Trente minutes. Il aura fallu trente petites minutes de derby face au Paris FC pour que le cauchemar récurrent se matérialise à nouveau. Ousmane Dembélé est sorti blessé dimanche soir, lors de la défaite 2-1 du PSG, et le club de la capitale tente désormais d'évaluer les dégâts. Avec lui, c'est toujours la même histoire — celle d'un talent immense prisonnier d'un corps qui ne suit pas.
Les faits
Dimanche soir, dans le cadre d'un derby parisien face au Paris FC, Ousmane Dembélé a dû céder sa place après seulement 30 minutes de jeu, touché physiquement. Le PSG s'est ensuite incliné 2-1, une contre-performance qui interroge autant sur le plan collectif qu'individuel. Le club a depuis communiqué un point médical sur l'état de son ailier, sans que la gravité exacte de la blessure ni la durée d'indisponibilité ne soient encore totalement clarifiées au moment de la publication de ces informations.
Ce qui est certain, c'est que la sortie prématurée de Dembélé a privé le PSG de l'un de ses atouts offensifs majeurs dans un match où l'équipe avait visiblement besoin de toutes ses armes. La défaite face au promu — ou rival local en pleine ascension — ajoute une couche d'amertume à un épisode déjà frustrant.
Notre lecture
On aimerait écrire autre chose. On aimerait parler du Dembélé flamboyant, de ses crochets dévastateurs, de cette capacité rare à éliminer sur les deux pieds, de ce profil unique dans le football français. Mais la réalité, têtue, nous ramène toujours au même constat : Ousmane Dembélé est un joueur dont la carrière se mesure autant en matchs manqués qu'en matchs joués.
Avec Dembélé, le PSG joue en permanence à la roulette russe physique. Et le barillet finit toujours par s'aligner.
Depuis ses débuts professionnels à Rennes, en passant par Dortmund, Barcelone et maintenant Paris, la litanie des pépins musculaires, des alertes aux ischio-jambiers, des entorses et des rechutes compose un palmarès parallèle aussi fourni que ses statistiques offensives. Ce n'est plus un accident de parcours, c'est un schéma. Et un schéma que le PSG a accepté en toute connaissance de cause au moment de le recruter.

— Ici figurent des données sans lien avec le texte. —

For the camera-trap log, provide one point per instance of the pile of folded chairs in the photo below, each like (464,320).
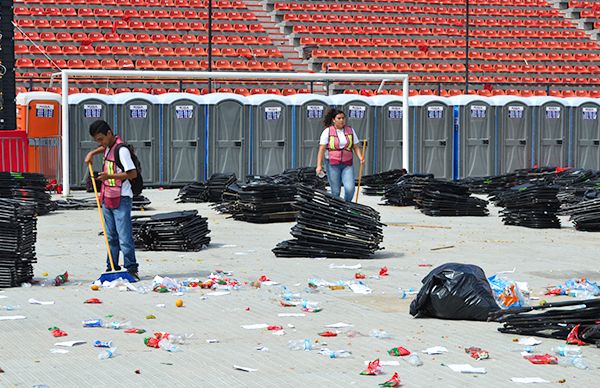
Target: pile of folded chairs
(376,184)
(27,187)
(175,231)
(330,227)
(530,205)
(17,242)
(441,198)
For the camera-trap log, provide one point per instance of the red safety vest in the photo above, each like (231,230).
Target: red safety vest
(110,191)
(339,155)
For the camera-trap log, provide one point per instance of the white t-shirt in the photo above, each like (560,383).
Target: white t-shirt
(340,132)
(127,162)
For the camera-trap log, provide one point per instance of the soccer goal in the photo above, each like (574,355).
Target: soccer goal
(67,76)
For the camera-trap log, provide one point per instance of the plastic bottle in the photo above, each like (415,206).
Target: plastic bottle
(167,345)
(107,353)
(300,344)
(414,360)
(381,334)
(335,353)
(566,351)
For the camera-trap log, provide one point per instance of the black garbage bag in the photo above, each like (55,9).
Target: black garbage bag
(455,291)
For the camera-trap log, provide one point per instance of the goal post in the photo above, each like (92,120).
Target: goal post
(67,75)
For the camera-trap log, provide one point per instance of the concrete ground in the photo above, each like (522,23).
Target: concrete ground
(69,241)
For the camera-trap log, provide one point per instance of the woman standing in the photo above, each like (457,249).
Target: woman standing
(336,145)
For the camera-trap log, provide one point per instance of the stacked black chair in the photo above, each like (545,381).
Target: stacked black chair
(376,184)
(175,231)
(441,198)
(530,205)
(27,187)
(330,227)
(17,242)
(406,190)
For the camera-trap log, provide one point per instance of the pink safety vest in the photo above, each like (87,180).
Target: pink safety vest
(339,155)
(110,191)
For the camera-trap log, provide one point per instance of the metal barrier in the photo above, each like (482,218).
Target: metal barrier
(45,157)
(13,154)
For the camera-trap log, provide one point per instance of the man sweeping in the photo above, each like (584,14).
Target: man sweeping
(116,197)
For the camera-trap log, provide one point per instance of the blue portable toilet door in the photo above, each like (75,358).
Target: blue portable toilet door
(272,153)
(82,115)
(477,137)
(435,132)
(310,126)
(139,126)
(553,124)
(390,133)
(587,136)
(516,137)
(185,127)
(228,144)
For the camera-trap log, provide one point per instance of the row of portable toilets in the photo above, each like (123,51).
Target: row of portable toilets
(181,137)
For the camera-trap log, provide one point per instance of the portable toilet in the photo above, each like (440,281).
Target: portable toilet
(183,138)
(432,131)
(38,115)
(476,128)
(514,123)
(308,111)
(360,115)
(551,131)
(584,147)
(228,133)
(270,134)
(138,123)
(388,135)
(84,109)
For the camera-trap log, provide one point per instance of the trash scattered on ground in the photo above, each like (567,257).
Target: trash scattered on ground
(466,368)
(529,380)
(477,353)
(42,302)
(244,368)
(455,291)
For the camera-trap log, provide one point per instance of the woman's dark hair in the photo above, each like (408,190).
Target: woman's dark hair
(99,126)
(330,115)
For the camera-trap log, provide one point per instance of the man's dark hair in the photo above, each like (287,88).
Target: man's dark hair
(99,126)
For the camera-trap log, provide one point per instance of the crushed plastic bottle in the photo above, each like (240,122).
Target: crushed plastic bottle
(414,360)
(304,344)
(380,334)
(335,353)
(566,351)
(107,353)
(167,345)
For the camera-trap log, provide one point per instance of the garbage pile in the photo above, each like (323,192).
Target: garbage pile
(330,227)
(17,242)
(573,321)
(529,205)
(455,291)
(440,198)
(263,203)
(211,191)
(27,187)
(406,190)
(175,231)
(376,184)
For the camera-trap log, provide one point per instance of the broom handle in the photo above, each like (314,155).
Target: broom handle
(112,264)
(360,170)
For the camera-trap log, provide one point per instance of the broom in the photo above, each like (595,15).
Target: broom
(360,170)
(113,274)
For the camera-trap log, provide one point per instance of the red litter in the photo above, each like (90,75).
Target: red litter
(328,334)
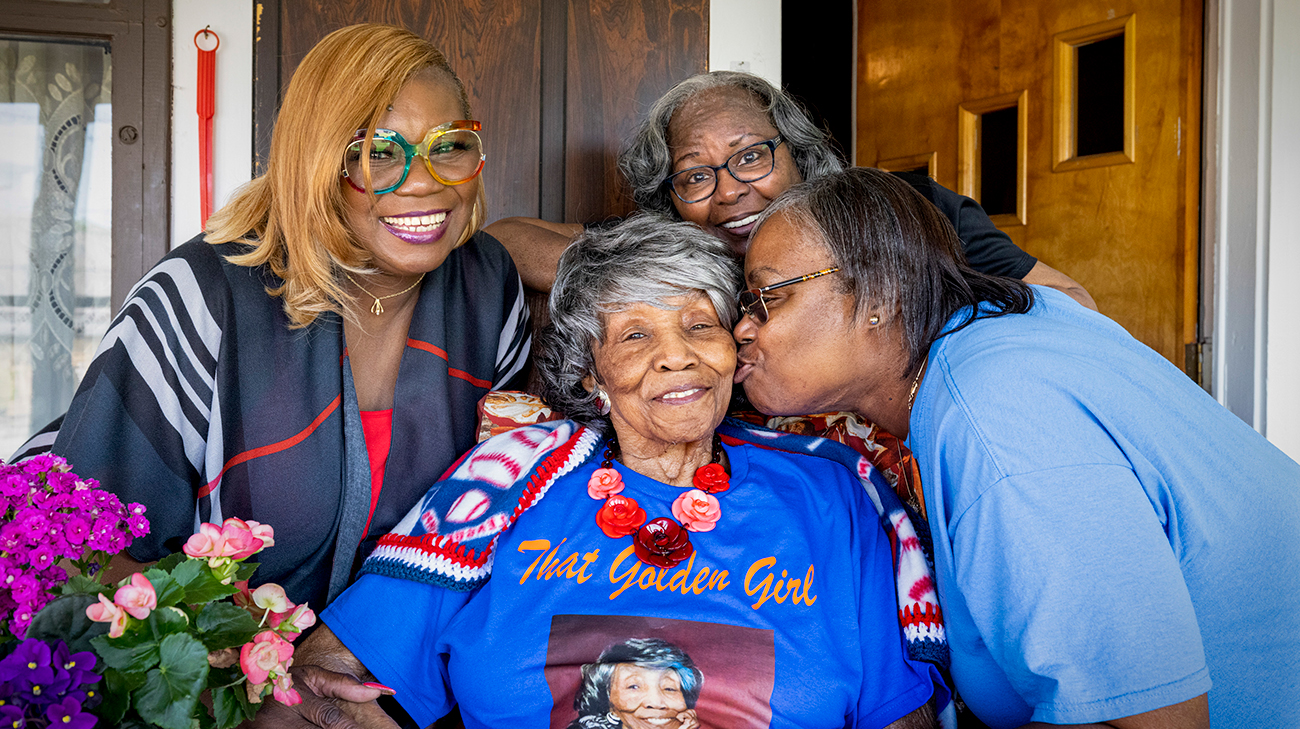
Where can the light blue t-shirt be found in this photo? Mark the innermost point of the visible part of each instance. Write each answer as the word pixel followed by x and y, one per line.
pixel 1108 538
pixel 787 608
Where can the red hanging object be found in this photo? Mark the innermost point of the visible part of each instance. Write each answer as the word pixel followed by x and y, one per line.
pixel 206 92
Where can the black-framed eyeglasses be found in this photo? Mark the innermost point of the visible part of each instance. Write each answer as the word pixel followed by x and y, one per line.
pixel 750 164
pixel 753 303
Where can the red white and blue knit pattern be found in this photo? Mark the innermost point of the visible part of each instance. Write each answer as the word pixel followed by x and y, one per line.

La question qui se pose n'est pas tant celle de la malchance — concept auquel on ne croit plus depuis longtemps dans son cas — mais celle de la gestion physique et de la planification sportive. Fallait-il le titulariser dans un derby de fin de saison ? Le staff médical avait-il des signaux d'alerte ? On ne le sait pas. Mais quand un joueur au passif aussi chargé sort au bout d'une demi-heure, il est légitime de poser la question de la prévention.
Et puis il y a le contexte collectif. Le PSG perd ce derby 2-1, et il est difficile de ne pas faire le lien entre la sortie de Dembélé et la difficulté de l'équipe à exister offensivement par la suite. C'est aussi ça, le problème de la dépendance à un joueur fragile : quand il tombe, c'est tout un plan de jeu qui vacille. Le PSG version 2025-2026 n'est pas encore assez armé collectivement pour absorber ce type d'absence sans sourciller.
Ce qu'il faut surveiller
Premièrement, la nature exacte de la blessure et la durée d'indisponibilité. Entre une simple alerte musculaire de précaution et une lésion nécessitant plusieurs semaines d'arrêt, les conséquences ne sont évidemment pas les mêmes. Le prochain communiqué médical du PSG sera scruté à la loupe.
Deuxièmement, l'impact sur la fin de saison parisienne. Si le PSG a encore des objectifs à aller chercher — et à ce stade de la saison, c'est vraisemblablement le cas — se passer de Dembélé pourrait peser lourd. Le club devra trouver des solutions de remplacement, et l'occasion pourrait être saisie pour donner du temps de jeu à des éléments moins exposés.
Troisièmement, la réflexion à plus long terme. Le PSG peut-il continuer à construire une partie de son projet offensif autour d'un joueur aussi régulièrement indisponible ? C'est une question qui dépasse le cadre de ce simple match. À un moment donné, le talent brut ne suffit plus à justifier l'incertitude permanente. Paris devra trancher : accepter le package Dembélé — génie et infirmerie compris — ou commencer à préparer l'après, même si cet après fait moins rêver sur le papier.
En attendant, Ousmane Dembélé rejoint l'infirmerie. Encore. Et le PSG, lui, doit avancer sans l'un de ses meilleurs joueurs. Encore.